The tree of life is, probably, the single dominating metaphor that permeates the discourse of evolutionary biology, from the famous single illustration in Darwin's On the
Origin of Species [
1] to 21st-century textbooks. For about a century, from the publication of the
Origin to the founding work in molecular evolution carried out by Zuckerkandl and Pauling in the early 1960s [
2,
3], phylogenetic trees were constructed on the basis of phenotypic differences between organisms. Accordingly, every tree constructed during that century was an 'organismal' or 'species' tree by definition; that is, it was assumed to reflect the evolutionary history of the corresponding species. Zuckerkandl and Pauling introduced molecular phylogeny, but for the next two decades or so it was viewed simply as another, perhaps most powerful, approach to the construction of species trees and, ultimately, the tree of life that would embody the evolutionary relationships between all lineages of cellular life forms. The introduction of rRNA as the molecule of choice for the reconstruction of the phylogeny of prokaryotes by Woese and co-workers [
4,
5], which was accompanied by the discovery of a new domain of life – the Archaea – boosted hopes that the detailed, definitive topology of the tree of life could be within sight.
Even before the advent of extensive genomic sequencing, it had become clear that biologically important common genes of prokaryotes had experienced multiple horizontal gene transfers (HGTs), so the idea of a 'net of life' potentially replacing the tree of life was introduced [
6,
7]. Advances in comparative genomics revealed that different genes very often had distinct tree topologies and, accordingly, that HGT seemed to be extremely common among prokaryotes (bacteria and archaea) [
8-
17], and could also have been important in the evolution of eukaryotes, especially as a consequence of endosymbiotic events [
18-
21]. These findings indicate that a true, perfect tree of life does not exist because HGT prevents any single gene tree from being an accurate representation of the evolution of entire genomes. The nearly universal realization that HGT among prokaryotes is common and extensive, rather than rare and inconsequential, led to the idea of 'uprooting' the tree of life, a development that is often viewed as a paradigm shift in evolutionary biology [
11,
22,
23].
Of course, no amount of inconsistency between gene phylogenies caused by HGT or other processes can alter the fact that all cellular life forms are linked by a tree of cell divisions (
Omnis cellula e cellula, quoting the famous motto of Rudolf Virchow – paradoxically, an anti-evolutionist [
24]) that goes back to the earliest stages of evolution and is only violated by endosymbiotic events that were key to the evolution of eukaryotes but not prokaryotes [
25]. Thus, the travails of the tree of life concept in the era of comparative genomics concern the tree as it can be derived by the phylogenetic (phylogenomic) analysis of genes and genomes.
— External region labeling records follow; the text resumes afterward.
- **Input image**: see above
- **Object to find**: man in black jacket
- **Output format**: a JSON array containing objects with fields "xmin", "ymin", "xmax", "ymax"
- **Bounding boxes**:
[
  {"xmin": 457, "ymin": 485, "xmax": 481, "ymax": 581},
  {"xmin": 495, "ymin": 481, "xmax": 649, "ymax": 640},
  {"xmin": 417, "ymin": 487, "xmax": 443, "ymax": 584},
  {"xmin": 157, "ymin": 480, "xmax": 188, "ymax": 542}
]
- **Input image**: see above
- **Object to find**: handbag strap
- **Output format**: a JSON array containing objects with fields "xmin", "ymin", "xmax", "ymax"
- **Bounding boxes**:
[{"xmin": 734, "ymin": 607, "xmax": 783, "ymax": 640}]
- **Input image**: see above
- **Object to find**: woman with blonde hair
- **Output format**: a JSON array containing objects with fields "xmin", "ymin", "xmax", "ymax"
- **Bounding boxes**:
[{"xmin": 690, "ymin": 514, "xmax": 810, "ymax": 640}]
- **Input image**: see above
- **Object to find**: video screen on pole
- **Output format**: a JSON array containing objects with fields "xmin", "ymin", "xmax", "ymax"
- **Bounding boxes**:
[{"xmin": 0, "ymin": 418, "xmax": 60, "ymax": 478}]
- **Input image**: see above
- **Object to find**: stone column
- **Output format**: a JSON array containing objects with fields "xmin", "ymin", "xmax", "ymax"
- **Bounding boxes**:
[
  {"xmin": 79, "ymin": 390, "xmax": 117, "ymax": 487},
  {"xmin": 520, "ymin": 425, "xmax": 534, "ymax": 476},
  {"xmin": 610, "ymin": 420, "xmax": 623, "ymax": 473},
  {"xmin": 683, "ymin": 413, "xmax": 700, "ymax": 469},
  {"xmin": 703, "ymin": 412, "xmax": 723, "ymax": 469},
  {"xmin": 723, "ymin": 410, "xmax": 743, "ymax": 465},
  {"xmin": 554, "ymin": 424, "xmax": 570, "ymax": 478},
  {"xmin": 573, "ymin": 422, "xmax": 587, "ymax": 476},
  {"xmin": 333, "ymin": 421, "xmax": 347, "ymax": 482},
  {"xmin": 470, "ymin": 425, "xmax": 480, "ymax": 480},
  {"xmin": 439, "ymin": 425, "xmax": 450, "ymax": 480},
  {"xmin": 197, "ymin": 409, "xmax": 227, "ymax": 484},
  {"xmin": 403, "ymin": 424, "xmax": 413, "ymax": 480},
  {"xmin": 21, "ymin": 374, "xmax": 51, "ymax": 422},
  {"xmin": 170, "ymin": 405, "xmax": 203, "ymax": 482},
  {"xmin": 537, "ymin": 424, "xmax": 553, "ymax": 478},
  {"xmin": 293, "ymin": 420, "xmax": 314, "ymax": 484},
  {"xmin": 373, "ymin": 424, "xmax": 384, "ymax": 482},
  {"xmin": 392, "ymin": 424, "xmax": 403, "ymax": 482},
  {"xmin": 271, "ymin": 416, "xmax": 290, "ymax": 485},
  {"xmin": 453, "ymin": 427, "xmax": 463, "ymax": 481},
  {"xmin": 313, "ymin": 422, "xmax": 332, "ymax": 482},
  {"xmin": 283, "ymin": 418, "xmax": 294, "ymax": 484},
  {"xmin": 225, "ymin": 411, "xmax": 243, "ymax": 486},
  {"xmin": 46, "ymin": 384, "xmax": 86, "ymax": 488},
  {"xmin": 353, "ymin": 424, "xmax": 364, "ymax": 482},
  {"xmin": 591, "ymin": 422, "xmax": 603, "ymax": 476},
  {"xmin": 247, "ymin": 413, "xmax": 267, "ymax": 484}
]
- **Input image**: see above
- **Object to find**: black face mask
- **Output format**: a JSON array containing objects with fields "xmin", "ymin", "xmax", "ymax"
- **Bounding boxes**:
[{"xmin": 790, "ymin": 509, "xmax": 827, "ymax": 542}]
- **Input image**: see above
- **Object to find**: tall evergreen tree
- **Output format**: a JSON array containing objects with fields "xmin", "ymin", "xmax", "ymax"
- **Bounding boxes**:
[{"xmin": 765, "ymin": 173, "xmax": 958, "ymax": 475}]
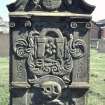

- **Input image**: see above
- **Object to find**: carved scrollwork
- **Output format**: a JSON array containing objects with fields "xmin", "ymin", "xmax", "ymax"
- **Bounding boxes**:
[
  {"xmin": 14, "ymin": 28, "xmax": 86, "ymax": 84},
  {"xmin": 14, "ymin": 39, "xmax": 29, "ymax": 58},
  {"xmin": 42, "ymin": 0, "xmax": 62, "ymax": 10}
]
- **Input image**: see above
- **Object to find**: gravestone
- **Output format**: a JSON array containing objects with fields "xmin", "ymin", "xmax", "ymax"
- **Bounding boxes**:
[{"xmin": 8, "ymin": 0, "xmax": 94, "ymax": 105}]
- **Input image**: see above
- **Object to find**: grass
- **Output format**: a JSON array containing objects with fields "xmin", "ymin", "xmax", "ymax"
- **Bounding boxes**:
[{"xmin": 0, "ymin": 50, "xmax": 105, "ymax": 105}]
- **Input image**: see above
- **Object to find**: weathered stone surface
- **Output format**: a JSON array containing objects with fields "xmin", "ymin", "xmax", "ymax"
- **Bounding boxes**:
[
  {"xmin": 97, "ymin": 38, "xmax": 105, "ymax": 53},
  {"xmin": 9, "ymin": 0, "xmax": 94, "ymax": 105}
]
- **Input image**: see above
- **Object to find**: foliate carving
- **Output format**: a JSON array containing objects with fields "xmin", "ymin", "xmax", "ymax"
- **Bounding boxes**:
[{"xmin": 14, "ymin": 28, "xmax": 86, "ymax": 84}]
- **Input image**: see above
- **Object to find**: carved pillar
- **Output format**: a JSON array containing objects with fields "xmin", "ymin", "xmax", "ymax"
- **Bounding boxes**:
[{"xmin": 8, "ymin": 0, "xmax": 94, "ymax": 105}]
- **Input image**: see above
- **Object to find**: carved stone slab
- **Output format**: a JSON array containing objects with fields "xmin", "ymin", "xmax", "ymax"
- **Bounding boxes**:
[{"xmin": 9, "ymin": 0, "xmax": 95, "ymax": 105}]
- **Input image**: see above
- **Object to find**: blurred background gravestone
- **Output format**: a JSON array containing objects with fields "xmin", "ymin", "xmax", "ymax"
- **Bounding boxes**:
[
  {"xmin": 8, "ymin": 0, "xmax": 95, "ymax": 105},
  {"xmin": 0, "ymin": 17, "xmax": 9, "ymax": 57}
]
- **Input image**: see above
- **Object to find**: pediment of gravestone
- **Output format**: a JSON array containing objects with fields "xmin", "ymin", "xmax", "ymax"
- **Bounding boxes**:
[{"xmin": 8, "ymin": 0, "xmax": 95, "ymax": 14}]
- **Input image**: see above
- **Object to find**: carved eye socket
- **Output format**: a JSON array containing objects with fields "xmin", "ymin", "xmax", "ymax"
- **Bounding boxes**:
[{"xmin": 42, "ymin": 0, "xmax": 62, "ymax": 10}]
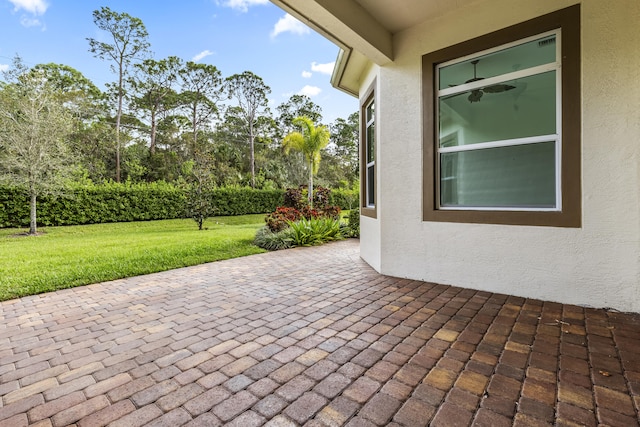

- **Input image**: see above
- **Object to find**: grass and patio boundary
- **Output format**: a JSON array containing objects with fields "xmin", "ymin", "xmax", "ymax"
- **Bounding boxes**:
[{"xmin": 0, "ymin": 214, "xmax": 265, "ymax": 301}]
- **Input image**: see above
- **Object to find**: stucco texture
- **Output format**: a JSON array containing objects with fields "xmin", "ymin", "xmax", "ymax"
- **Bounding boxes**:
[{"xmin": 361, "ymin": 0, "xmax": 640, "ymax": 312}]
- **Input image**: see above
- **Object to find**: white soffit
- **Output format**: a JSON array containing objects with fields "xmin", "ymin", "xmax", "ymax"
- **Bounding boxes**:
[{"xmin": 271, "ymin": 0, "xmax": 478, "ymax": 96}]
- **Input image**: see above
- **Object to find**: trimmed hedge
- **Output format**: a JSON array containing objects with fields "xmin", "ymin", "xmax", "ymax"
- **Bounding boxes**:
[
  {"xmin": 0, "ymin": 182, "xmax": 358, "ymax": 228},
  {"xmin": 0, "ymin": 183, "xmax": 284, "ymax": 228}
]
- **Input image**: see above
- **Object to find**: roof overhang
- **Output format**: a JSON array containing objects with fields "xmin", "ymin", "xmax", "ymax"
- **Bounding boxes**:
[
  {"xmin": 271, "ymin": 0, "xmax": 478, "ymax": 96},
  {"xmin": 271, "ymin": 0, "xmax": 393, "ymax": 97}
]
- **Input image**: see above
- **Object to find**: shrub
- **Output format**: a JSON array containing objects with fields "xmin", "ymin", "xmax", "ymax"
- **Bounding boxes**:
[
  {"xmin": 283, "ymin": 185, "xmax": 307, "ymax": 209},
  {"xmin": 289, "ymin": 218, "xmax": 343, "ymax": 246},
  {"xmin": 264, "ymin": 206, "xmax": 302, "ymax": 233},
  {"xmin": 342, "ymin": 209, "xmax": 360, "ymax": 238},
  {"xmin": 253, "ymin": 226, "xmax": 294, "ymax": 251},
  {"xmin": 0, "ymin": 185, "xmax": 284, "ymax": 228}
]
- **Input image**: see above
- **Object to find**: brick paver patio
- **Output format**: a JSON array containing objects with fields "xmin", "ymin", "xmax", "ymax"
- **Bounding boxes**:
[{"xmin": 0, "ymin": 240, "xmax": 640, "ymax": 427}]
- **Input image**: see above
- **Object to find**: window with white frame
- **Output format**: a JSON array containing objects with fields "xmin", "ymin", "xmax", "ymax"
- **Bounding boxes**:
[
  {"xmin": 436, "ymin": 31, "xmax": 562, "ymax": 210},
  {"xmin": 364, "ymin": 97, "xmax": 376, "ymax": 208},
  {"xmin": 423, "ymin": 5, "xmax": 581, "ymax": 227}
]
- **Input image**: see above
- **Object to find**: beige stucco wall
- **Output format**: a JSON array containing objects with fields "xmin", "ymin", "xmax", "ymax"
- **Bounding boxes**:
[{"xmin": 361, "ymin": 0, "xmax": 640, "ymax": 312}]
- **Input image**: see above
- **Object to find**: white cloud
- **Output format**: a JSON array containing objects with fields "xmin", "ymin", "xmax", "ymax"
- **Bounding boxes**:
[
  {"xmin": 9, "ymin": 0, "xmax": 49, "ymax": 15},
  {"xmin": 298, "ymin": 85, "xmax": 322, "ymax": 98},
  {"xmin": 218, "ymin": 0, "xmax": 269, "ymax": 12},
  {"xmin": 20, "ymin": 16, "xmax": 44, "ymax": 29},
  {"xmin": 311, "ymin": 61, "xmax": 336, "ymax": 75},
  {"xmin": 271, "ymin": 13, "xmax": 309, "ymax": 38},
  {"xmin": 191, "ymin": 49, "xmax": 213, "ymax": 62}
]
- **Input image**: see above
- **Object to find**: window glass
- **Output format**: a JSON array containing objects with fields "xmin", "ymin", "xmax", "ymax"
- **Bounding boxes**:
[
  {"xmin": 367, "ymin": 165, "xmax": 376, "ymax": 206},
  {"xmin": 438, "ymin": 35, "xmax": 556, "ymax": 89},
  {"xmin": 367, "ymin": 123, "xmax": 376, "ymax": 163},
  {"xmin": 439, "ymin": 71, "xmax": 557, "ymax": 147},
  {"xmin": 367, "ymin": 102, "xmax": 375, "ymax": 123},
  {"xmin": 440, "ymin": 141, "xmax": 556, "ymax": 209}
]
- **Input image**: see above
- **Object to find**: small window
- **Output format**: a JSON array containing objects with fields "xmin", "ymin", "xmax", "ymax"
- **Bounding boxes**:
[
  {"xmin": 360, "ymin": 83, "xmax": 376, "ymax": 218},
  {"xmin": 423, "ymin": 6, "xmax": 581, "ymax": 227}
]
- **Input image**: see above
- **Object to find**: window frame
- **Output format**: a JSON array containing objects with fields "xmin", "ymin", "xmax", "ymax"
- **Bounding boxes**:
[
  {"xmin": 360, "ymin": 80, "xmax": 378, "ymax": 218},
  {"xmin": 422, "ymin": 5, "xmax": 582, "ymax": 227}
]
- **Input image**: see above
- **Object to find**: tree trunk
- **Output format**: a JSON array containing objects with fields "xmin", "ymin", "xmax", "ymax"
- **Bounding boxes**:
[
  {"xmin": 307, "ymin": 162, "xmax": 313, "ymax": 209},
  {"xmin": 191, "ymin": 101, "xmax": 198, "ymax": 160},
  {"xmin": 29, "ymin": 191, "xmax": 38, "ymax": 234},
  {"xmin": 149, "ymin": 111, "xmax": 157, "ymax": 155},
  {"xmin": 249, "ymin": 131, "xmax": 256, "ymax": 188},
  {"xmin": 116, "ymin": 62, "xmax": 124, "ymax": 182}
]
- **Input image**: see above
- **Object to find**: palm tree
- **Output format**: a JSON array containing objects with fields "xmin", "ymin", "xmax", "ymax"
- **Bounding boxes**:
[{"xmin": 282, "ymin": 116, "xmax": 330, "ymax": 207}]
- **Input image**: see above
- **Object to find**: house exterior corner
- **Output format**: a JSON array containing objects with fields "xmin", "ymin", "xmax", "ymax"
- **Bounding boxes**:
[{"xmin": 272, "ymin": 0, "xmax": 640, "ymax": 312}]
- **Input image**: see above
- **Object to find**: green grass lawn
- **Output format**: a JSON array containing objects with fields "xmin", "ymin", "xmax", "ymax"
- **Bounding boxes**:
[{"xmin": 0, "ymin": 214, "xmax": 265, "ymax": 301}]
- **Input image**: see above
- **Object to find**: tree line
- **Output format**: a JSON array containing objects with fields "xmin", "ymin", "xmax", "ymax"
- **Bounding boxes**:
[{"xmin": 0, "ymin": 7, "xmax": 358, "ymax": 234}]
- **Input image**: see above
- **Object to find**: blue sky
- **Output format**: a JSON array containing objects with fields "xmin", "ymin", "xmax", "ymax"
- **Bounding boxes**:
[{"xmin": 0, "ymin": 0, "xmax": 358, "ymax": 123}]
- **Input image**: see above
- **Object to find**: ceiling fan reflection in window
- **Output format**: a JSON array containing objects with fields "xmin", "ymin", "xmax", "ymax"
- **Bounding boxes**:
[{"xmin": 458, "ymin": 59, "xmax": 516, "ymax": 102}]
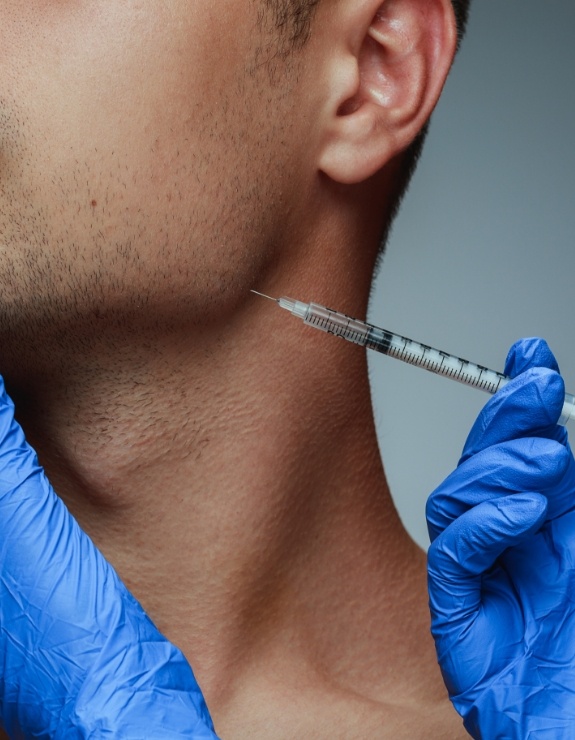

The claim that HGT uproots the tree of life more accurately has to be read to mean that extensive HGT has the potential to result in the complete decoupling of molecular phylogenies from the actual tree of cells. It should be kept in mind that the evolutionary history of genes also describes the evolution of the encoded molecular functions, so the phylogenomic analyses have clear biological connotations. In this article we discuss the phylogenomic tree of life with this implicit understanding.
The views of evolutionary biologists on the changing status of the tree of life (see [
23] for a conceptual discussion) span the entire range from persistent denial of the major importance of HGT for evolutionary biology [
26,
27]; to 'moderate' overhaul of the tree of life concept [
28-
33]; to radical uprooting whereby the representation of the evolution of organisms (or genomes) as a tree of life is declared meaningless [
34-
36]. The moderate approach maintains that all the differences between individual gene trees notwithstanding, the tree of life concept still makes sense as a representation of a central trend (consensus) that, at least in principle, could be elucidated by comprehensive comparison of tree topologies. The radical view counters that the reality of massive HGT renders illusory the very distinction between the vertical and horizontal transmission of genetic information, so that the tree of life concept should be abandoned altogether in favor of a (broadly defined) network representation of evolution [
17]. Perhaps the tree of life conundrum is epitomized in the recent debate on the tree that was generated from a concatenation of alignments of 31 highly conserved proteins and touted as an automatically constructed, highly resolved tree of life [
37], only to be dismissed with the label of a 'tree of one percent' (of the genes in any given genome) [
38].
Here we report an exhaustive comparison of approximately 7,000 phylogenetic trees for individual genes that collectively comprise the 'forest of life' and show that this set of trees does gravitate to a single tree topology, but that the deep splits in this topology cannot be unambiguously resolved, probably due to both extensive HGT and methodological problems of tree reconstruction. Nevertheless, computer simulations indicate that the observed pattern of evolution of archaea and bacteria better corresponds to a compressed cladogenesis model [
39,
40] than to a 'Big Bang' model that includes non-tree-like phases of evolution [
36]. Together, these findings seem to be compatible with the 'tree of life as a central trend' concept.